Hemp is stuck in a peculiar position, from a legal point of view. The crop had been outlawed for decades before the 2018 Farm Bill legalized the cultivation and sale of industrial hemp and its extracts. While the legislation made hemp legal, it wasn’t comprehensive enough to regulate the industry that quickly grew around hemp.
For a couple of months, the eager beavers who joined the hemp bandwagon as soon as it left the station were operating in an industry stuck in legal uncertainty. In October, the U.S. Department of Agriculture (USDA) finally released its interim final rule on hemp. The rules seek to regulate the industry more tightly, but there have been complaints that they are too stringent.
Several states have already started large scale production of hemp, but the picture in Hawaii is quite different, where farmers are limited to small test plots of hemp under a 2016 pilot program. However, this might soon change as this week, Hawaii legislators on the House Agriculture Committee will consider several bills that would allow the commercial production of hemp and legalize the sale of hemp-derived products.
Hemp itself is insanely versatile with a ton of applications, but most of the demand for hemp is driven by cannabidiol (CBD), a hemp extract that’s been said to be a potent natural medicine.

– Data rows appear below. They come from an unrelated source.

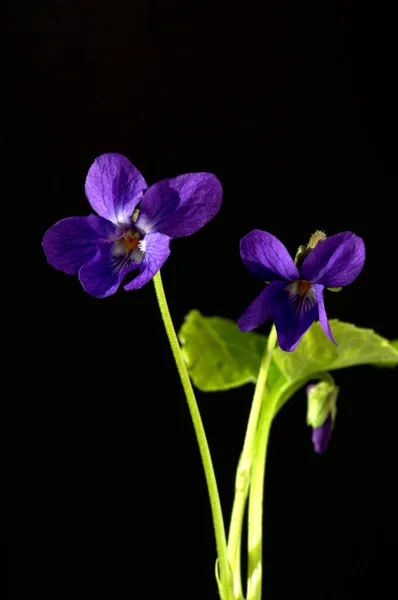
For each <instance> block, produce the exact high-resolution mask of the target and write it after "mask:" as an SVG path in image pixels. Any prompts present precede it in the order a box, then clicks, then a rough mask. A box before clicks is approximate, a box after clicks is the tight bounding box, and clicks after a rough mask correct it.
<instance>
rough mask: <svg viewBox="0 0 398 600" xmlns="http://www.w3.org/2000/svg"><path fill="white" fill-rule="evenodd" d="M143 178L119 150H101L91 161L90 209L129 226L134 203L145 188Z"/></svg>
mask: <svg viewBox="0 0 398 600" xmlns="http://www.w3.org/2000/svg"><path fill="white" fill-rule="evenodd" d="M147 187H148V186H147V184H146V182H145V179H144V178H143V176H142V175H141V173H140V172H139V171H138V169H136V168H135V166H134V165H133V164H132V163H131V162H130V161H129V160H128V158H126V157H125V156H122V155H121V154H114V153H109V154H102V155H101V156H98V158H96V159H95V161H94V163H93V164H92V165H91V167H90V169H89V172H88V175H87V179H86V188H85V189H86V196H87V198H88V201H89V202H90V204H91V206H92V207H93V209H94V210H95V211H96V212H97V213H98V214H99V215H100V216H101V217H104V218H105V219H108V221H112V223H114V224H115V225H121V226H126V227H128V226H130V225H131V223H132V216H133V212H134V209H135V207H136V206H137V204H138V202H140V200H141V199H142V195H143V194H142V192H143V191H144V190H146V188H147Z"/></svg>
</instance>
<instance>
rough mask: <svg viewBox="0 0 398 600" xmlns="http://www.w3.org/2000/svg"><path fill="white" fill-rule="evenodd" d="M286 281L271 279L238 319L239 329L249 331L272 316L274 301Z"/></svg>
mask: <svg viewBox="0 0 398 600" xmlns="http://www.w3.org/2000/svg"><path fill="white" fill-rule="evenodd" d="M285 287H286V283H284V282H282V281H273V282H272V283H270V284H269V285H267V287H265V288H264V289H263V291H262V292H261V294H259V296H257V298H256V299H255V300H254V302H252V303H251V304H250V306H249V308H247V309H246V310H245V312H244V313H243V314H242V315H241V316H240V317H239V319H238V327H239V329H240V330H241V331H251V330H252V329H255V328H256V327H260V325H262V324H263V323H264V321H266V320H267V319H270V318H271V317H272V316H273V311H274V308H275V306H274V305H275V303H276V302H277V301H278V298H279V296H280V294H281V293H283V290H284V289H285Z"/></svg>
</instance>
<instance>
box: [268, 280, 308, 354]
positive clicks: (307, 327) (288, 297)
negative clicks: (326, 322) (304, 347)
mask: <svg viewBox="0 0 398 600" xmlns="http://www.w3.org/2000/svg"><path fill="white" fill-rule="evenodd" d="M272 311H273V315H272V316H273V319H274V322H275V327H276V331H277V334H278V343H279V346H280V347H281V348H282V350H285V352H291V351H293V350H294V349H295V348H296V346H297V344H298V343H299V341H300V339H301V337H302V336H303V335H304V333H305V332H306V331H307V330H308V329H309V328H310V327H311V325H312V323H313V322H314V321H315V319H316V318H317V317H318V303H317V298H316V295H315V292H314V290H313V289H312V287H311V288H309V289H308V290H307V291H306V292H305V293H302V292H300V284H299V282H298V281H295V282H293V283H291V284H289V285H288V286H285V289H284V290H283V291H282V293H280V294H279V297H278V298H275V301H274V306H273V309H272Z"/></svg>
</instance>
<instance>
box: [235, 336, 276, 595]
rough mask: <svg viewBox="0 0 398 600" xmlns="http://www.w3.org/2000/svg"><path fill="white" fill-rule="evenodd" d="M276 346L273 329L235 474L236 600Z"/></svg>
mask: <svg viewBox="0 0 398 600" xmlns="http://www.w3.org/2000/svg"><path fill="white" fill-rule="evenodd" d="M275 344H276V329H275V326H273V327H272V329H271V331H270V334H269V337H268V341H267V345H266V348H265V352H264V356H263V359H262V361H261V365H260V371H259V374H258V379H257V384H256V388H255V390H254V396H253V403H252V407H251V410H250V416H249V422H248V425H247V430H246V436H245V441H244V444H243V450H242V454H241V457H240V460H239V464H238V469H237V472H236V480H235V498H234V504H233V507H232V516H231V523H230V528H229V535H228V558H229V562H230V565H231V569H232V573H233V578H234V591H235V597H236V598H238V600H239V599H241V598H242V597H243V594H242V582H241V565H240V552H239V548H240V546H241V540H242V526H243V517H244V513H245V505H246V499H247V494H248V491H249V481H250V472H251V468H252V462H253V450H254V440H255V435H256V430H257V425H258V420H259V417H260V411H261V406H262V403H263V398H264V391H265V386H266V383H267V376H268V371H269V367H270V364H271V358H272V352H273V350H274V347H275Z"/></svg>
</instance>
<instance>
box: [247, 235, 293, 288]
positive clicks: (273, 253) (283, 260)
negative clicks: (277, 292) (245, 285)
mask: <svg viewBox="0 0 398 600" xmlns="http://www.w3.org/2000/svg"><path fill="white" fill-rule="evenodd" d="M240 255H241V258H242V261H243V264H244V265H245V267H246V268H247V269H248V270H249V271H250V272H251V273H253V275H256V277H260V279H263V280H264V281H273V280H275V279H282V280H285V281H286V280H287V281H293V280H295V279H299V272H298V270H297V267H296V265H295V264H294V261H293V259H292V257H291V256H290V254H289V252H288V251H287V250H286V248H285V246H284V245H283V244H282V242H280V241H279V240H278V238H276V237H275V236H274V235H271V234H270V233H268V232H266V231H260V230H259V229H254V230H253V231H251V232H250V233H248V234H247V235H246V236H245V237H244V238H243V239H242V240H241V242H240Z"/></svg>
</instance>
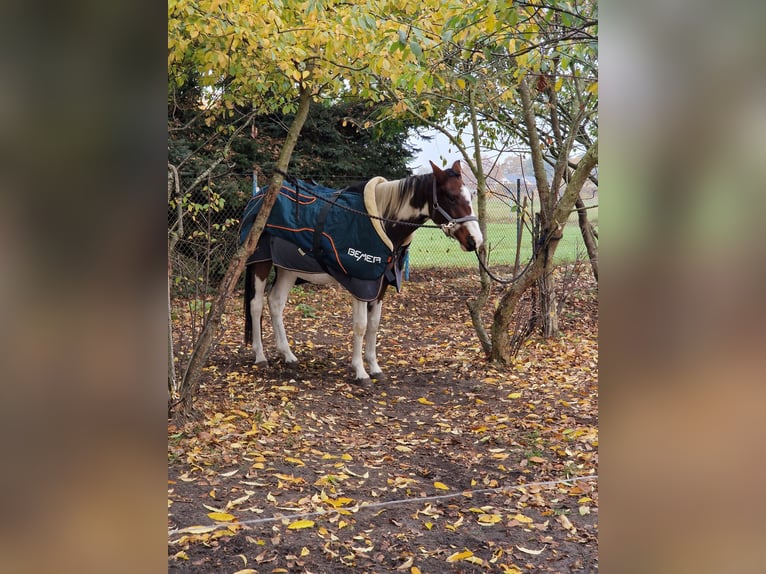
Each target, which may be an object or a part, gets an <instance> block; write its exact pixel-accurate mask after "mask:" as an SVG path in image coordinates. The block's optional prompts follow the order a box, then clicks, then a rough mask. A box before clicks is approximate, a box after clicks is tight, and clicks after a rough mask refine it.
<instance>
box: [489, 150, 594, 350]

One issue legislators have to work out is THC testing. According to the 2018 Farm Bill, legal hemp has to have less than 0.3% THC (delta-9 tetrahydrocannabinol). It is the chemical responsible for marijuana’s infamous high, and federal regulations require farmers to test their crops for THC levels before harvesting.

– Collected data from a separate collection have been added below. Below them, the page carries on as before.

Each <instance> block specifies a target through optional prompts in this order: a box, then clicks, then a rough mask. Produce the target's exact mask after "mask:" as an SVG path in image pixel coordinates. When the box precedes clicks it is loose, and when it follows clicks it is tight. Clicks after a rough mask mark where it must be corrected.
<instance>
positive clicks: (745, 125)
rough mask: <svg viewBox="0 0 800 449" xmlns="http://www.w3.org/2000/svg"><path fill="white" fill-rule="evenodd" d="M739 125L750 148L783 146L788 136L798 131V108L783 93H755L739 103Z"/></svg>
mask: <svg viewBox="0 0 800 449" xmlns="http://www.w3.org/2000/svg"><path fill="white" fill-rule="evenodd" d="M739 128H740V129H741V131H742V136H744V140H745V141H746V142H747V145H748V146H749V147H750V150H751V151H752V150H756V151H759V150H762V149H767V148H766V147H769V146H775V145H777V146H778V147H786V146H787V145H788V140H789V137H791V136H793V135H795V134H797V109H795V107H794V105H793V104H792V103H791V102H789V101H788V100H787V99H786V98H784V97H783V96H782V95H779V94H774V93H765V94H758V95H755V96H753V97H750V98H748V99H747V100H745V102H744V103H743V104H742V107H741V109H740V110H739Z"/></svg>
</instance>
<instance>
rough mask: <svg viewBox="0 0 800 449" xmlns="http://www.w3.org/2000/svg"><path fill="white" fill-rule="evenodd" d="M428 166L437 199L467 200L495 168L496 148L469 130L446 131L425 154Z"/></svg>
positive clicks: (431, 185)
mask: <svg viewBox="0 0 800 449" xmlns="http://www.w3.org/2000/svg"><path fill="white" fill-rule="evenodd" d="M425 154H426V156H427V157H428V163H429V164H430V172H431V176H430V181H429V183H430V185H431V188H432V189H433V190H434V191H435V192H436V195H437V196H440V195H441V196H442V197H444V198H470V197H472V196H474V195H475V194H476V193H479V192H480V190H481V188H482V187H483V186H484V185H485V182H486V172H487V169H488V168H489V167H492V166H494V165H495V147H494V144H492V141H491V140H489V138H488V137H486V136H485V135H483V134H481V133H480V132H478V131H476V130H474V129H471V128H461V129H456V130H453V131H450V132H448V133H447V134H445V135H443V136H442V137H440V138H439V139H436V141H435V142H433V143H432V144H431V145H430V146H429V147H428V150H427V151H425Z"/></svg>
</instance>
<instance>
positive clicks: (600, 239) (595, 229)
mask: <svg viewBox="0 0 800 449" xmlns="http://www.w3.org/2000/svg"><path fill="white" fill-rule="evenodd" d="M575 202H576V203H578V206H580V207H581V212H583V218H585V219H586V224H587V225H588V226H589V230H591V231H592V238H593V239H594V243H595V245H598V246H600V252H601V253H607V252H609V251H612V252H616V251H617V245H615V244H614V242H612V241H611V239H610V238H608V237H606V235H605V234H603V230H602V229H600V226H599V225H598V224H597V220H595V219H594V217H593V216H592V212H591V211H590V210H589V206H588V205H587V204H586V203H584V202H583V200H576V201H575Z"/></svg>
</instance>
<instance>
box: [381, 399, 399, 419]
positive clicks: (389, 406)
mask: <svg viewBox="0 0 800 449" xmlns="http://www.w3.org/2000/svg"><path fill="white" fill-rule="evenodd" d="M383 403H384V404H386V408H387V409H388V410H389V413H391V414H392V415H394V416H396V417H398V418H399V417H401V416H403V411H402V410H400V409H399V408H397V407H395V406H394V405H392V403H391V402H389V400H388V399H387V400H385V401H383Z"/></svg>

Hopefully, the bills will bring some semblance of order to the Hawaii CBD sector. Although the U.S. Food and Drug Administration (FDA) doesn’t allow the sale of CBD-infused products, and Hawaii’s law reflects that, the state is flush with CBD products. The FDA has in the past sent warning letters to companies accused of doing so.
A number of states have legalized some form of CBD, and the Hawaii State Department suspects most of the cannabidiol products on Hawaii shelves are from these states. According to a health department official, the rapid proliferation of unapproved CBD products has overwhelmed the state food safety inspector’s ability to respond to the CBD craze effectively.
The consensus among regulators is that since these products are easily available, some form of consumer protection is needed, with the health department supporting state laws to regulate the manufacture and sale of CBD in the state.
Lawmakers in the House of Agriculture will discuss the matter on today and we will keep you posted on what transpires as and when that information becomes available.
Experts say it is highly likely that CBD industry players like ChineseInvestors.com (OTCQB: CIIX) and Dama Financial would like federal regulators to also take a proactive approach to the CBD industry.